Counter intuitive Prior/Posterior relationship in Bayesian inference for estimated probability fusion

106 Views Asked by At

I am trying to infer the probability distribution of a binary variable $X$ (True or False) using observations $O = \langle O_1,O_2,\ldots,O_n\rangle$, mutually independent given X.

I also have a ML algorithm that takes an observation $o_i$ and learns to predict a score $s_i$ which, I imagine, is an estimation of the probability of X being True, $\forall i, s_i \approx P(X=T\mid O_i=o_i)$.
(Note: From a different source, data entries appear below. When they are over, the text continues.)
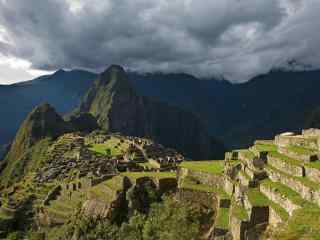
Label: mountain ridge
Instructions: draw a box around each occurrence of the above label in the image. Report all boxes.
[74,65,221,159]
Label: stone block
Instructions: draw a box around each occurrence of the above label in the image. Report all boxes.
[267,155,304,177]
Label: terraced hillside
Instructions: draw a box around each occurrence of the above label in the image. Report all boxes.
[177,128,320,239]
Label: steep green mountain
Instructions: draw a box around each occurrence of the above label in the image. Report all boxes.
[75,65,222,159]
[0,103,72,185]
[0,70,97,146]
[129,70,320,148]
[2,68,320,151]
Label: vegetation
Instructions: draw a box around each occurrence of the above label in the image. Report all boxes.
[180,161,224,175]
[268,151,302,166]
[287,145,317,155]
[261,179,306,206]
[180,178,229,199]
[121,172,176,180]
[231,201,248,221]
[246,188,269,207]
[268,204,320,239]
[254,143,278,152]
[46,197,202,240]
[215,207,229,229]
[89,136,129,156]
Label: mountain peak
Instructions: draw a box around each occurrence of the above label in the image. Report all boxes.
[23,103,70,141]
[100,65,127,84]
[53,69,66,76]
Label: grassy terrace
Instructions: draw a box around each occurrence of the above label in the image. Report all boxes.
[180,160,224,175]
[231,200,249,221]
[89,136,129,156]
[246,188,269,207]
[121,172,176,180]
[268,151,302,166]
[269,201,289,221]
[180,178,229,199]
[137,162,159,169]
[265,165,319,191]
[215,207,230,229]
[254,143,278,152]
[274,204,320,239]
[287,145,317,155]
[306,161,320,170]
[238,149,255,159]
[261,179,306,206]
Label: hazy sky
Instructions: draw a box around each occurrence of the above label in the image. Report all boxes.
[0,0,319,84]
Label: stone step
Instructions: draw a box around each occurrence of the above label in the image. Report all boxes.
[268,200,289,227]
[243,165,267,182]
[260,179,303,216]
[214,207,230,232]
[243,188,269,225]
[229,201,250,240]
[238,150,265,172]
[237,170,257,188]
[265,165,320,206]
[278,146,319,163]
[267,151,304,177]
[275,134,319,149]
[250,143,277,159]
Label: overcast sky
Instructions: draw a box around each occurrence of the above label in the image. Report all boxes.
[0,0,319,84]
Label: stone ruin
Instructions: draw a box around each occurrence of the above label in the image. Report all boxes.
[35,133,117,183]
[177,128,320,240]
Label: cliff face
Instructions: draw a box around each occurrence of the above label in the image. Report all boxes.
[77,65,223,159]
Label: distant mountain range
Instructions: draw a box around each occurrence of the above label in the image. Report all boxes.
[1,67,320,151]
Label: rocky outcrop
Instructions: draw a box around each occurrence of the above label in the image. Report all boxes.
[75,65,224,159]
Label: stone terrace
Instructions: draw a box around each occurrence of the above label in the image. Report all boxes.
[177,128,320,240]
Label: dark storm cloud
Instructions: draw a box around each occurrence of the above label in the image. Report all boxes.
[0,0,318,82]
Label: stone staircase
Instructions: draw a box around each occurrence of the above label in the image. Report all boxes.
[221,129,320,239]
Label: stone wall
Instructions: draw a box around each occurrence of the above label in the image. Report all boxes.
[302,129,320,137]
[229,212,250,240]
[266,167,320,206]
[305,166,320,182]
[278,147,318,163]
[275,135,318,149]
[224,177,235,196]
[177,167,224,188]
[268,207,283,227]
[260,184,300,216]
[267,156,304,177]
[176,188,217,208]
[43,185,61,206]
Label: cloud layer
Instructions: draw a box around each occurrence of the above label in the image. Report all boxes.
[0,0,319,82]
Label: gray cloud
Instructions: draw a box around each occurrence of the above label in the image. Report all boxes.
[0,0,318,82]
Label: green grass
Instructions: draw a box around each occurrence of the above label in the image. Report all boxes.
[231,201,249,221]
[268,151,302,166]
[287,145,317,155]
[269,201,289,221]
[246,188,269,207]
[121,172,176,180]
[215,207,229,229]
[265,164,319,190]
[261,179,306,206]
[254,144,278,152]
[137,162,158,169]
[306,161,320,170]
[271,204,320,239]
[180,161,224,175]
[238,149,255,159]
[180,178,229,199]
[89,136,129,156]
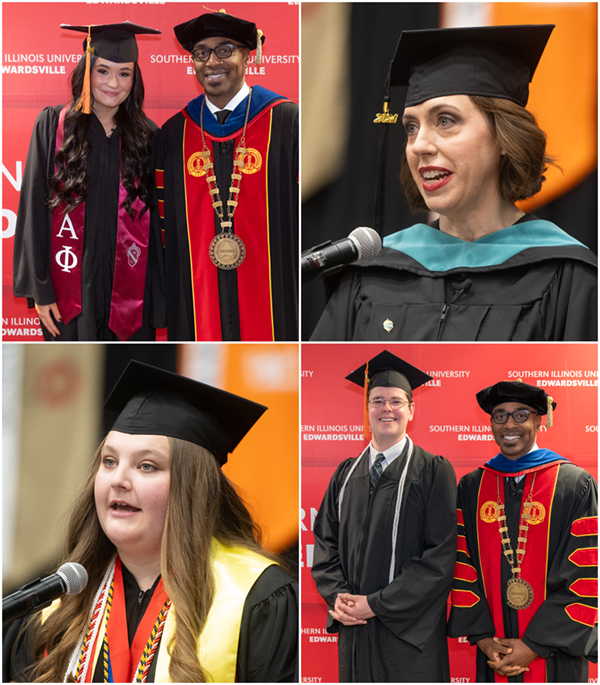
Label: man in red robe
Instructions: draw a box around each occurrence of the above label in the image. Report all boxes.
[155,11,298,341]
[449,380,597,682]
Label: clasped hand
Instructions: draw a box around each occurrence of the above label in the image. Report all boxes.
[329,593,375,626]
[477,637,538,676]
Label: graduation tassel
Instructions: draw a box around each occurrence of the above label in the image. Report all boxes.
[75,26,94,114]
[363,362,371,441]
[255,29,263,65]
[372,64,398,239]
[546,395,554,428]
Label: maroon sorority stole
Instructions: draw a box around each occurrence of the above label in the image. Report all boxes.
[85,557,169,683]
[476,464,560,683]
[181,102,283,341]
[50,105,150,340]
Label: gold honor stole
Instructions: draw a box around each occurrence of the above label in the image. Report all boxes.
[476,464,560,683]
[154,541,275,682]
[182,103,284,341]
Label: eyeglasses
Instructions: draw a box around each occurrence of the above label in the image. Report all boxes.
[192,44,243,62]
[491,409,538,424]
[368,399,411,409]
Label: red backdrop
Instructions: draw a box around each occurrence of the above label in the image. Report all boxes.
[2,1,299,340]
[301,343,598,683]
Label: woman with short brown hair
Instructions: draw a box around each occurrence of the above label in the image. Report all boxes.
[311,25,597,342]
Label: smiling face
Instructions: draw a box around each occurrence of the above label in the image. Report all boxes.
[490,402,541,460]
[90,58,134,116]
[193,35,250,108]
[368,386,415,452]
[402,95,504,222]
[94,431,170,566]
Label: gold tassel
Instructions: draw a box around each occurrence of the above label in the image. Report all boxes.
[75,26,94,114]
[546,395,554,428]
[255,29,263,65]
[363,362,370,441]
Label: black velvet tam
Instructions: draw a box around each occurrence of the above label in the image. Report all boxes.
[476,380,556,415]
[174,11,265,53]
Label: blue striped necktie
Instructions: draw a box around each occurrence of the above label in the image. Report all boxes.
[370,453,385,487]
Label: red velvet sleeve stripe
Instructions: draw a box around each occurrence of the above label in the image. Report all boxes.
[569,578,598,598]
[457,508,464,526]
[571,516,598,537]
[155,169,164,189]
[454,561,478,583]
[568,548,598,567]
[451,589,480,608]
[565,603,598,627]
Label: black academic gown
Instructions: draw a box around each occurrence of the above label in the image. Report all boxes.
[311,215,597,342]
[448,464,598,682]
[3,564,298,683]
[155,90,298,341]
[311,443,457,682]
[12,105,166,341]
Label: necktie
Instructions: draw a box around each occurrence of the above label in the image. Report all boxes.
[370,453,385,487]
[216,109,232,124]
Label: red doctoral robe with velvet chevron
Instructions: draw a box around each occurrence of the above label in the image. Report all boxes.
[448,460,598,682]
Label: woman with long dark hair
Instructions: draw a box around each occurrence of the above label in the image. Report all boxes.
[13,22,165,341]
[4,361,298,682]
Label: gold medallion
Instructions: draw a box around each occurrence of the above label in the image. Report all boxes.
[506,577,534,610]
[209,233,246,270]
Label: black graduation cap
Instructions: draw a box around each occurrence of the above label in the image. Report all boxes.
[346,350,432,398]
[104,361,268,466]
[390,24,554,108]
[174,11,265,55]
[61,21,161,63]
[476,380,556,425]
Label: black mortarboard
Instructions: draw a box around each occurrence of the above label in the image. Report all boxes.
[104,361,267,466]
[61,21,161,63]
[476,380,556,426]
[174,11,265,56]
[346,350,432,397]
[390,24,554,108]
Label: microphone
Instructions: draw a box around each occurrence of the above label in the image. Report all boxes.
[301,227,382,280]
[2,562,88,623]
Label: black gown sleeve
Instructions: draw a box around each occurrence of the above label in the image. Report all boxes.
[447,473,497,643]
[3,615,36,683]
[522,469,598,659]
[311,460,356,631]
[236,565,298,682]
[310,268,359,341]
[542,259,598,341]
[12,106,61,306]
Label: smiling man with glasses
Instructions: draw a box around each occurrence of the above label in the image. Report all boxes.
[312,350,457,681]
[154,10,298,342]
[449,380,598,682]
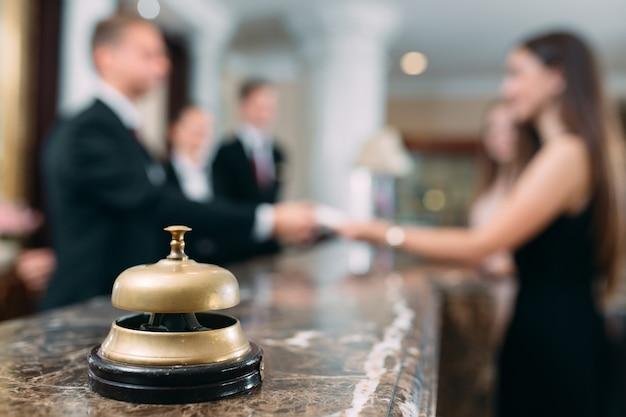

Now, I want to compute the probability of $P(X=T\mid O=o)$ since I have multiple observations that should improve the final score by fusing the estimated probabilities given by the ML algorithm. Using Bayes formula I get:

$$P(X=T\mid O=o) = \frac{P(O=o_1,o_2,\ldots,o_n\mid X=T)P(X=T)}{P(O=o_1,o_2,\ldots,o_n\mid X=T)P(X=T)+P(O=o_1,o_2,\ldots,o_t\mid X=F)P(X=F)}$$

And since I can now separate each observation probabilities since they are independent given $X$, I get:

$$P(X=T\mid O=o) = \frac{P(X=T)\displaystyle\prod_{i}^{n}P(O_i=o_i\mid X=T)}{P(X=T)\displaystyle\prod_{i}^{n}P(O_i=o_i\mid X=T)+P(X=F)\displaystyle\prod_{i}^{n}P(O_i=o_i\mid X=F)}$$

But now here comes a problem, I can't put a value on $P(o_i\mid X)$, I only have $s_i \approx P(X=T\mid O_i=o_i)$ and the priors $P(X)$, so I use Bayes formula once again on $P(o_i\mid X)$. It seems to go well, the $P(O_i=o_i)$ are also simplified, but at the end I get this:

$$P(X=T\mid O=o) \approx \frac{P(X=T)^{-n+1}{\displaystyle\prod_{i}^{n}s_i}}{P(X=T)^{-n+1}\displaystyle\prod_{i}^{n}{s_i} + P(X=F)^{-n+1}{\displaystyle\prod_{i}^{n}(1-s_i)}}$$

It seems like a nice formula, and has nice properties (for instance, predicted scores of 0.5 are neutral to the final posterior probability, given $n$ is constant or given uninformative priors).

Unfortunately, it starts to look very wrong once you play with the prior. If you look closely, the priors $P(X)$ are driving the final probability toward the opposite probability. For instance, with a prior $P(X=T)=0.9$, the final probability goes towards $0$ which is very weird since it seems to me that priors shouldn't work like this at all.

However, the formula seems to work quite well when I set $P(X=T)=P(X=F)=0.5$ and doesn't have the usual downsides of computing the average of the score probabilities.


So, my questions are:

Is there something wrong with the proof, the assumptions or with the interpretation, or is this a correct formula with prior behaving counter-intuitively? Is there already a proof of a formula for doing probability fusion like this?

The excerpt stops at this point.